Услышав человеческий голос, завернутый в тряпье ребенок замолчал, вытянул крохотную ручку и дотронулся до мокрой щеки девушки. Утихшие было слезы хлынули из ее глаз с новой силой:
– Сиротка! Бедненький ты мой! – пробормотала она и с неожиданной нежностью поцеловала ребенка в прохладный широкий лобик.
* * *Глава 1
В которой Ксения Благоева проводит спиритический сеанс, а молодая петербургская писательница Софи Домогатская, желая всего лишь собрать материал для своего нового романа, попадает в ужасную историю
Апрель, 1889 г от Р. Х. Санкт-Петербург
Бледные весенние сумерки за окнами раздражали хозяйку дома, и горничная, повинуясь ее нетерпеливому жесту, поспешила задернуть тяжелые шторы. Уюта в комнатах не прибавилось. Гости, бывавшие здесь довольно часто, всегда чувствовали себя будто в просторной антикварной лавке, наполненной множеством старых вещей, каждая из которых оставалась сама по себе. И хозяйка – сама по себе, слегка нелепая в потертой собольей накидке поверх платья, давно вышедшего из моды, а точнее, никогда в моде и не бывшего. И хозяин – он редко появлялся на людях, присутствуя, так сказать, теоретически где-то в глубине большой квартиры. Детей им Бог не дал. И, рассуждая беспристрастно – к лучшему. Что бы они с ними делали?
– Свечи, господа, зажигаем свечи! – объявила хозяйка, грея под накидкой постоянно мерзнущие сухие ладони. – Каждый – свою… Елена Францевна, драгоценная, что ж вы не садитесь?
Одна из гостий – немолодая, полная, строго одетая дама с движениями удивительно плавными и неторопливыми (двигаясь, она как будто плыла в глубине моря, преодолевая телом сопротивление воды), – обернулась от чиппендейловского буфета, возле которого стояла, рассеянно проводя рукой по гладкой дверце.
– Приветствую старого знакомого, – она выговаривала слова с чуть заметным суховатым акцентом, – точно так же он стоял в гостиной вашей матушки… помните, Ксения? – в простенке между окнами, и свет падал на него с двух сторон, отчего громоздкий британец терял изрядную часть своей солидности…
Присутствующие заулыбались. Хозяйка – тоже, хотя не сказать, что очень уж искренне. Высокий молодой человек с пышной каштановой шевелюрой и красивым, слегка меланхолическим лицом сообщил, подходя к полной даме и беря ее под руку:
– Maman, c,a s'appelle la sentimentalite allemande.
Дама чуть заметно поморщилась, но позволила ему подвести себя к большому круглому столу, за которым расположились гости.

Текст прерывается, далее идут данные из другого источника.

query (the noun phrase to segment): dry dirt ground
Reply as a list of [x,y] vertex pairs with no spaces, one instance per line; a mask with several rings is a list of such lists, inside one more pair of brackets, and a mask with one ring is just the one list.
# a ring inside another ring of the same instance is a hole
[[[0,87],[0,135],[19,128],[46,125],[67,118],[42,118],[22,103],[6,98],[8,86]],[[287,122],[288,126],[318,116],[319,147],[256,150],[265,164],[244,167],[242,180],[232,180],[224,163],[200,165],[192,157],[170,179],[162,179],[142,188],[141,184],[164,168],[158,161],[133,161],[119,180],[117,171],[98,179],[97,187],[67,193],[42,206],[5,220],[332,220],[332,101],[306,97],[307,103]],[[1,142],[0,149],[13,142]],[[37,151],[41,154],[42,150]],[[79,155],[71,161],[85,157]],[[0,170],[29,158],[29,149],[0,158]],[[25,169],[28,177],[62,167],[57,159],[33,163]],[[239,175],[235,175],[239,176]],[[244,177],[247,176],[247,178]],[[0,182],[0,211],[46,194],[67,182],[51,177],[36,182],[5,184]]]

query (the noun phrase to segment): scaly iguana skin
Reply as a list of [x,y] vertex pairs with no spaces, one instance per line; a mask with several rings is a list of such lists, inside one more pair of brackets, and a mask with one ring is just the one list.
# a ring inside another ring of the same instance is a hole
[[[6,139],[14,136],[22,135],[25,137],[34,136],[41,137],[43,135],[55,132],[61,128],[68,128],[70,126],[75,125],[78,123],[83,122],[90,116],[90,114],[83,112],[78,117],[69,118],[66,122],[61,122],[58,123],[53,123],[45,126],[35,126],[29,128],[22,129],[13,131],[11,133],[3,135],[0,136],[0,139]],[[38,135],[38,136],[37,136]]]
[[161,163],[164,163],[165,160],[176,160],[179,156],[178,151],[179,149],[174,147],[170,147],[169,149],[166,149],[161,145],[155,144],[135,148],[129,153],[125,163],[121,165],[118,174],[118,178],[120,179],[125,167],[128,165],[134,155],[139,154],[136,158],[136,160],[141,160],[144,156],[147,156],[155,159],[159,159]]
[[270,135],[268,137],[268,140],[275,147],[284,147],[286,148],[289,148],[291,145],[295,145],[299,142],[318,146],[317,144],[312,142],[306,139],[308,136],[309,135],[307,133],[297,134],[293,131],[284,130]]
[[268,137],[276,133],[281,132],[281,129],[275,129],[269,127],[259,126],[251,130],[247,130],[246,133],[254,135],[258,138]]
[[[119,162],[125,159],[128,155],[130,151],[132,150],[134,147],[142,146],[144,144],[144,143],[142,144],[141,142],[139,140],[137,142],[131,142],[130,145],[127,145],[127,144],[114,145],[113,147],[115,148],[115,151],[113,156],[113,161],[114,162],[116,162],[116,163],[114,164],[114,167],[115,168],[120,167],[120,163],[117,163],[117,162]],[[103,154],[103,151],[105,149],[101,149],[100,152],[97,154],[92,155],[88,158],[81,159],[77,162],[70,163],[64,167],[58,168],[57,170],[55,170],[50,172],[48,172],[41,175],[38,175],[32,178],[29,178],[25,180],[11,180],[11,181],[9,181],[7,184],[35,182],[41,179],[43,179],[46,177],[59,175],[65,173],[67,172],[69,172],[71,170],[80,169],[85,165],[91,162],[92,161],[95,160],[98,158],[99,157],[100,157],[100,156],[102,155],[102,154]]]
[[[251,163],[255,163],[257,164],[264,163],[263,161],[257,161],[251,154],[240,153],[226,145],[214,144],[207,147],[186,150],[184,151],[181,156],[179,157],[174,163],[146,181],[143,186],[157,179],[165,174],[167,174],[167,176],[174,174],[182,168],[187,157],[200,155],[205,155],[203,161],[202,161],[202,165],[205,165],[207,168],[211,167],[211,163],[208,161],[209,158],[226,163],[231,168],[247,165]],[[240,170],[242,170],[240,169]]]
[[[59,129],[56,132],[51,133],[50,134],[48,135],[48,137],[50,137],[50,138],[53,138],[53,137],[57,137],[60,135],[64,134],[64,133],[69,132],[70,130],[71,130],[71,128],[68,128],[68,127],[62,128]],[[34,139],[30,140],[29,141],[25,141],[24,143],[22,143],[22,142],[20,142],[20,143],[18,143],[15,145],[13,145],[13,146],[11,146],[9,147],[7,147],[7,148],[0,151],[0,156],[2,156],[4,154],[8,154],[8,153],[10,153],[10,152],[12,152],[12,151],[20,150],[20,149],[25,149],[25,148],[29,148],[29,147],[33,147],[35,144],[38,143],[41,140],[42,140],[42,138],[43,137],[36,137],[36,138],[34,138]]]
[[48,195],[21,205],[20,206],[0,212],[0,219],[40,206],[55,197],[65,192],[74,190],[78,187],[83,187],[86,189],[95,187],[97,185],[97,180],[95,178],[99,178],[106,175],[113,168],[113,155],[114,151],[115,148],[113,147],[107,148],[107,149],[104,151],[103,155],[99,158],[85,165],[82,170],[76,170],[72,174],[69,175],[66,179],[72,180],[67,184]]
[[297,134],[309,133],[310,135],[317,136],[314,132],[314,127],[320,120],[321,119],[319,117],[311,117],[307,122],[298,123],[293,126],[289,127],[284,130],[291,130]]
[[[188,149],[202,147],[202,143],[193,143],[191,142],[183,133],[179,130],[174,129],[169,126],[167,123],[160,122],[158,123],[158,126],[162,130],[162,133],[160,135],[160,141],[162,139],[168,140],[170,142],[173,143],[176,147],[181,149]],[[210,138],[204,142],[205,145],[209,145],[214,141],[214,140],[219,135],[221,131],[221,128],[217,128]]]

Всего гостей было шестеро. Кроме помянутой дамы и молодого человека – старуха в черных кружевах, нервозностью и неуклюжестью весьма напоминающая хозяйку (что и неудивительно, поскольку являлась ее теткой), румяный господин в круглых очках (известный в обществе поклонник переселения душ и животного магнетизма), а также – элегантная, энглизированного вида леди бальзаковских лет и не менее элегантный джентльмен. Последние сидели рядом и время от времени перебрасывались веселыми понимающими взглядами. С хозяйкой их связывало дальнее родство и склонность – от нечего делать – к экзотическим развлечениям, которых они, впрочем, в отличие от нее, никоим образом не принимали всерьез.
Перед каждым гостем стоял высокий подсвечник. Всего их – вместе с хозяйкиным – выходило семь: мистическое число! Когда свечи зажглись, неуютный сумрак отполз в углы, а главной стала середина стола, на которой желтел большой лист пергамена, исчерченный буквами, цифрами и геометрическими фигурами.